他带着人快速从另一侧绕路,百姓低头跟着跑过箫瑜安身边,其中不少人偷偷看了眼箫瑜安,神色慌张。
箫瑜安手提长枪,站在风雪之中,如磐石不动。
她的面具微微泛着寒光,身后的几名护卫同样神色紧绷。
追兵很快赶到,然而下一刻,异变突生。
只见敌军在数丈之外停住脚步,却没有立刻动手。
为首之人扬起嘴角,露出一抹阴鸷的笑:“鬼面世子,这次,你逃不掉了。”
箫瑜安眉心一沉,忽然察觉身后异样,猛地转身。
却见原本该护送百姓离去的队伍,竟已悄然调转方向,默不作声地封住了他们的后路。
而那群原本仓皇疲惫、神色慌张的百姓,此刻依旧慌张,只是脸色浮现出一种诡异的激动。
第三队的领队站在最前方,嘴角动了动,像是叹息,又像是在为自己开脱。
他朝箫瑜安微微颔首,低声道:“抱歉了,世子。”
箫瑜安眼神凝住,心底升起一股寒意,有某种东西在崩裂。
那人仍是低声开口,语调里有种麻木的苍凉:“他们,确实是墨国的百姓。
可墨国人将他们卖了,他们被剃发,被烙印,被当牲口一般拖走。他们恨……恨官,恨国,恨所有能决定他们命运的人。”
“而你,世子……”他顿了顿,苦笑,“就是能决定他们命运的‘人’。”
百姓们纷纷上前,眼中带着扭曲的渴望。
“我们只是想活命啊!”一位身形异常弯曲的女人低声呜咽,“你知道我们在金炎的日子是什么吗?生死不如!”
“我亲眼看到我弟弟被他们活活打死,就因为不肯跪下叫一声‘主人’。”
“你们这些高高在上的人,有没有想过我们……有没有活路?”
“我们求活路求了太久,谁给过我们?”
“你就当,是替那些人还个债吧。
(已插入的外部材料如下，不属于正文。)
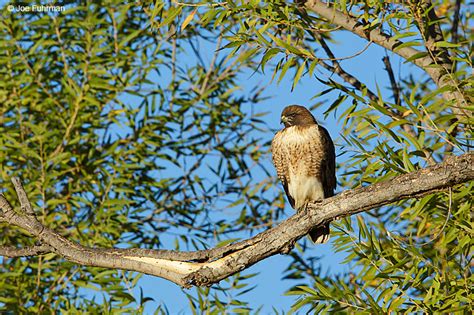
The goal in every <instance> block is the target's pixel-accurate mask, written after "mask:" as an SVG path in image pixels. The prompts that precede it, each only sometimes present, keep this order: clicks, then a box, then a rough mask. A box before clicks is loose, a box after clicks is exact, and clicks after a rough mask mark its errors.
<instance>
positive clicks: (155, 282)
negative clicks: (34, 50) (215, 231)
mask: <svg viewBox="0 0 474 315" xmlns="http://www.w3.org/2000/svg"><path fill="white" fill-rule="evenodd" d="M5 2H6V1H2V0H0V5H4V3H5ZM335 35H336V36H335V39H336V43H331V44H330V47H331V48H332V50H333V52H334V53H335V55H336V57H339V58H340V57H346V56H351V55H354V54H356V53H357V52H359V51H361V50H362V49H364V47H365V46H366V45H367V42H366V41H365V40H362V39H360V38H358V37H356V36H355V35H353V34H352V33H349V32H345V31H339V32H337V33H335ZM202 48H203V49H206V50H207V52H203V58H204V60H205V61H206V62H207V63H208V64H209V63H210V61H211V59H212V55H213V49H214V46H208V47H206V46H202ZM385 55H386V51H385V50H384V49H382V48H380V47H379V46H377V45H375V44H372V45H370V46H369V47H368V49H367V50H366V51H365V52H363V53H362V54H361V55H359V56H356V57H353V58H351V59H347V60H342V61H340V63H341V65H342V66H343V68H344V69H345V70H346V71H348V72H349V73H351V74H352V75H353V76H355V77H357V78H358V79H359V80H360V81H361V82H363V83H364V84H366V85H367V86H368V87H369V88H370V89H371V90H372V91H377V86H378V87H379V88H380V89H381V91H382V94H383V96H384V98H386V97H390V95H391V92H390V90H389V89H388V88H389V85H390V82H389V80H388V76H387V73H386V72H385V71H384V66H383V62H382V57H384V56H385ZM189 56H193V54H192V53H191V52H190V54H189ZM389 56H390V58H391V62H392V67H393V69H394V72H395V75H396V76H397V74H398V73H399V71H402V70H404V71H405V70H407V69H409V71H411V72H412V73H414V75H417V74H419V73H420V71H419V70H416V69H414V66H412V65H405V64H402V62H401V60H400V58H398V57H397V56H395V55H393V54H390V53H389ZM267 69H269V67H268V66H267ZM315 76H320V78H321V79H323V80H327V79H328V76H327V73H321V72H318V71H315ZM334 79H335V80H336V81H338V82H341V80H340V79H339V78H338V77H337V76H336V75H334ZM240 80H241V87H242V93H243V94H248V92H249V91H250V90H252V89H253V88H255V87H256V86H261V85H267V84H269V85H268V87H267V88H266V90H265V92H264V96H268V97H270V98H269V99H267V100H264V101H262V102H261V103H259V104H258V105H256V107H255V108H256V109H257V110H258V111H261V112H269V114H268V115H266V116H264V117H263V119H264V120H265V121H266V122H267V124H268V125H269V126H271V127H273V128H275V129H277V128H280V125H279V122H280V113H281V111H282V110H283V108H284V107H285V106H287V105H290V104H300V105H306V106H309V105H312V104H314V103H315V102H316V101H318V100H313V99H312V98H313V97H314V96H315V95H316V94H318V93H320V92H321V91H322V90H323V89H326V87H325V86H323V85H322V84H321V83H320V82H319V81H317V79H316V78H315V77H308V76H303V77H302V78H301V80H300V82H299V83H298V84H297V86H296V87H295V89H294V90H293V91H291V86H292V76H291V75H289V74H287V75H286V77H285V78H284V79H283V80H282V81H281V82H280V83H279V84H277V83H276V81H277V80H274V82H272V83H271V84H270V80H271V71H268V72H267V73H266V74H262V73H253V71H249V72H248V73H244V74H242V75H241V76H240ZM336 96H337V92H336V93H329V94H326V95H324V96H323V97H324V98H326V99H332V98H335V97H336ZM122 100H123V101H124V103H126V104H127V103H130V104H133V103H134V102H135V101H136V100H135V99H133V98H132V97H124V98H123V99H122ZM324 110H325V108H319V109H317V110H314V111H313V115H314V116H315V117H316V119H317V120H318V122H319V123H320V124H322V125H323V126H324V127H326V128H327V129H328V131H329V133H330V134H331V137H332V139H333V140H334V142H335V144H336V154H338V151H339V152H340V149H341V147H340V146H341V145H343V140H342V138H341V137H340V133H341V130H342V125H341V122H338V121H337V117H334V116H332V115H329V116H328V117H327V119H325V118H324V115H323V112H324ZM264 137H266V138H267V139H268V140H270V139H271V138H272V137H273V134H272V133H268V134H265V135H264ZM265 158H266V161H264V162H265V163H267V164H268V165H270V164H271V159H270V156H265ZM344 159H345V157H344V156H338V163H341V162H342V163H343V162H344ZM254 169H255V171H256V172H259V171H258V169H257V168H254ZM269 169H272V170H274V169H273V168H272V167H269ZM252 175H253V176H254V178H255V180H256V181H258V180H259V178H261V177H262V176H264V174H263V172H261V171H260V173H256V174H252ZM274 175H275V176H276V172H275V174H274ZM274 189H275V190H277V189H282V187H281V186H278V187H275V188H274ZM337 192H341V187H338V188H337ZM289 208H290V207H289V205H288V204H287V210H288V211H285V213H286V214H291V211H290V209H289ZM308 250H310V251H312V252H311V255H312V256H319V257H321V260H320V262H321V264H322V266H323V268H322V270H323V272H325V273H330V274H338V273H343V272H348V271H350V270H351V266H350V265H347V264H342V260H343V259H344V257H345V255H344V253H335V252H334V251H333V250H332V245H331V242H329V243H328V244H323V245H317V246H312V247H310V248H308ZM291 261H292V260H291V258H290V257H288V256H284V255H277V256H273V257H270V258H268V259H265V260H263V261H261V262H259V263H257V264H256V265H254V266H252V267H250V268H248V269H247V270H245V272H244V274H251V273H257V275H256V276H255V277H253V278H252V279H251V280H250V283H251V285H255V284H257V286H256V287H255V288H254V289H253V290H252V291H250V292H248V293H246V294H244V295H243V296H240V297H239V299H241V300H243V301H247V302H249V304H250V307H252V308H253V309H256V308H258V307H259V306H260V305H263V309H262V312H261V313H262V314H267V313H273V311H272V308H273V307H275V308H276V309H277V310H279V311H284V312H286V311H288V310H289V309H290V307H291V305H292V304H293V303H294V302H295V300H296V298H295V297H294V296H285V295H284V292H285V291H286V290H288V288H289V287H290V286H291V285H294V284H296V283H297V282H295V281H290V280H282V277H283V272H284V270H285V269H286V268H287V267H288V265H289V263H290V262H291ZM140 287H141V288H142V289H143V291H144V292H145V295H146V296H149V297H152V298H153V299H154V302H151V303H147V307H146V313H153V311H154V310H155V309H156V307H157V306H158V305H160V304H163V305H166V307H167V308H168V310H169V311H170V313H171V314H178V313H181V314H188V313H189V312H190V311H189V302H188V299H187V298H186V296H185V293H184V292H189V293H193V292H194V291H195V290H196V289H195V288H192V289H189V290H183V289H181V288H180V287H179V286H177V285H175V284H173V283H171V282H169V281H167V280H163V279H160V278H157V277H153V276H148V275H144V276H143V277H142V278H141V280H140V281H139V286H137V288H135V289H134V290H133V293H134V296H135V297H136V298H137V300H138V297H139V296H140ZM86 294H89V293H86ZM93 294H95V295H99V296H100V295H101V293H100V292H96V293H93Z"/></svg>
”
“就成全我们吧!”
话音未落,一名骨瘦如柴的青年猛然扑上前,却被南风一脚踹开,翻倒在雪地中。
而也正是这一脚,打破了脆弱的平衡。
那一瞬,百姓像群狼扑出,咆哮着,嘶吼着,他们只有一双沾满污秽的手,却眼中带着决绝。
“我们想活,有错吗!”
“凭什么是我们受苦!”
“你是世子,你就该为他们赎罪!”
箫瑜安被他们围在中央,四面皆敌。
身边是她的护卫与士兵,但人寡势微,而外围,还有两支真正的敌军虎视眈眈,看似按兵不动,实则正等待这场“内讧”消耗他们的最后力气。
风起,卷起她面具的一角,一缕冷意的风划过她眼底。
“你们想自由……”箫瑜安看向那个“领队”,声音平静得没了情绪,“那你们得看,我的命,能不能换得起。”
她缓缓提起长枪,枪尖指地,一片小雪花落其上,悄然化作水滴。
刹那间,百姓再度冲来,杀戮展开。
云轻南风与士兵皆迅速应战,尽可能不伤人性命。
可对方人数众多,且情绪几近崩溃,力道疯狂,死志昭然。
一位瘦小少年举起大石头砸来,被箫瑜安枪柄震退,却又跌撞着再冲上来。
他的手已断,但他仍试图用牙咬住她的手臂。
“他们已经疯了……”南风低声道,眼神冷如风刃。
箫瑜安低语,声音沉沉,“他们是大墨子民。”
“可他们要杀你。”云轻怒吼着拔剑挡住一名女子。
“我知道。”她冷静地开口。
杀了他们会有麻烦,凌王府也会受到影响。
百姓曾是无辜者,可他们太久活在黑暗中,被逼得不再相信光明,也不再在乎是否踩着正义走出泥潭。
而箫瑜安,明知这是陷阱,却只能持枪而战。